Quashaamit (also known as William of Blewe Hills and William Minnian or William Awinian and Quashawannamut; prior to 1640—c. 1670/72) was a bilingual Praying Indian sachem or sub-sachem, and teaching minister. His tribal affiliation may have Nipmuc, Massachusett, and/or Wampanoag.

Quashaamit worked closely with Native leaders Massasoit, Metacomet, Wamsutta, and Wampatuck and deeded large tracts of land to early settlers in what is now Massachusetts and Rhode Island.

==Ministry career==
Quashaamit lived near Great Blue Hill and was a resident of Ponkapoag, a Praying town, which was founded in 1657 after the Indians were removed from their traditional lands on the Neponset River near what is now the Neponset River Reservation. Quashaamit (William Awinian) served as an Indian preacher in Ponkapoag from 1656 until his death sometime between 1670 and 1672. Quashaamit was acquainted with Rev. John Eliot who translated the first Bible into a Native American language, and in 1662 Eliot helped Quashaamit and other Ponkapoag Indians deed land to settlers, in what is now Mendon, Massachusetts and Milford, Massachusetts and to reserve their traditional hunting and fishing rights in the area.

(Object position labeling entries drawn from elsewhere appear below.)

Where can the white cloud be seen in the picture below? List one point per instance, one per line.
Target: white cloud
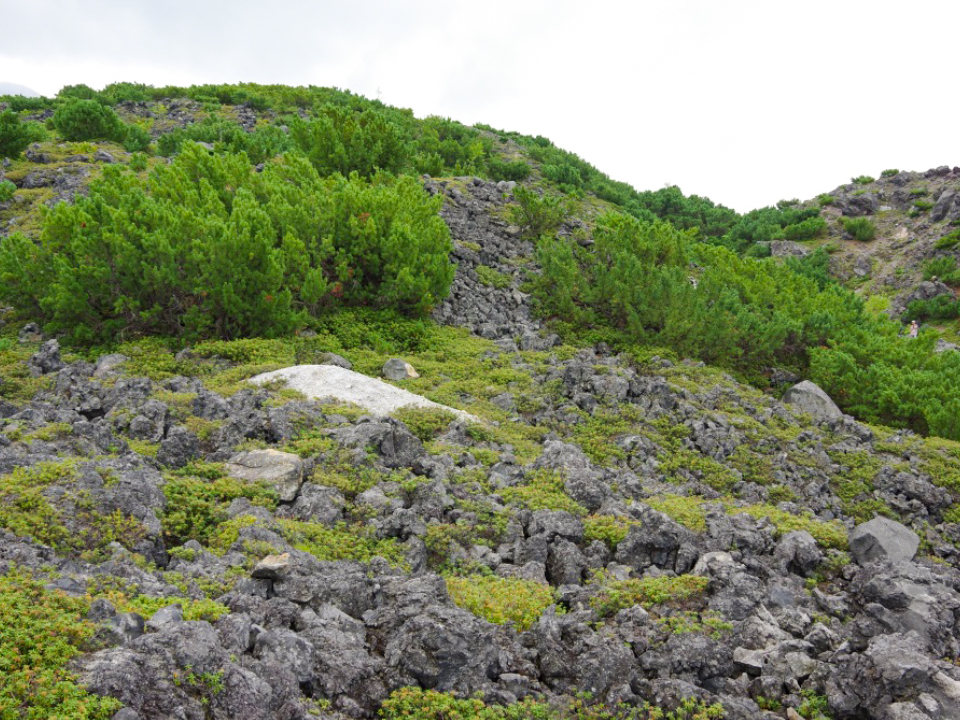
(744, 101)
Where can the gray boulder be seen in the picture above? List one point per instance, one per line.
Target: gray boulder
(944, 203)
(282, 470)
(397, 369)
(809, 398)
(47, 360)
(883, 539)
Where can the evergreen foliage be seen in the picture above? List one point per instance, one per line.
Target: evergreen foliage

==Land disputes and transfers==
In 1659, Quashaamit went to Providence to assert his right to land in what is now northern Rhode Island, and the town agreed to investigate his claim with the Indians in the area, and in 1661-62 his rights to northern Rhode Island were referenced in a deed by Alexander (Wamsutta), recorded in Providence. On "August 5, 1665, in a deed to the town of Braintree [(Quincy)] made by Wampatuck alias Josiah, Chief Sachem of the Massachusetts Indians, [w]ith the consent of his wise men, [Quashaamit] is called William Mananiomott in the body of the instrument, but his signature is William Manunion, and Joseph Manunion was a witness." In 1666 Quashaamit deeded land to Edward Inman and John Mowry in and around what is now North Smithfield, Rhode Island, and Quashaamit signed his name "William Minnian" which "suggests, the English were well established in the region." Inman purchased further land from William Minnian in 1669 which was also confirmed by King Philip (Metacomet) who also refers to William's uncle, Jeffrey, but the deeds were disputed by the town of Providence for several years thereafter because the town already claimed exclusive possession of those lands as previously granted by Canonicus.

==Later life==
Daniel Gookin wrote in 1674 that "William Awinian...was a knowing person, and of great ability, and of genteel deportment, and spoke very good English. His death was a very great rebuke to this place," and he was "a very able teacher who died about three years since." Upon his death John Eliot stated that "Their late Teacher, William, is deceased; He was a man of eminent parts; all the English acknowledge him, and he was known to many. He was of ready wit, sound judgment, and affable. He has gone into the Lord."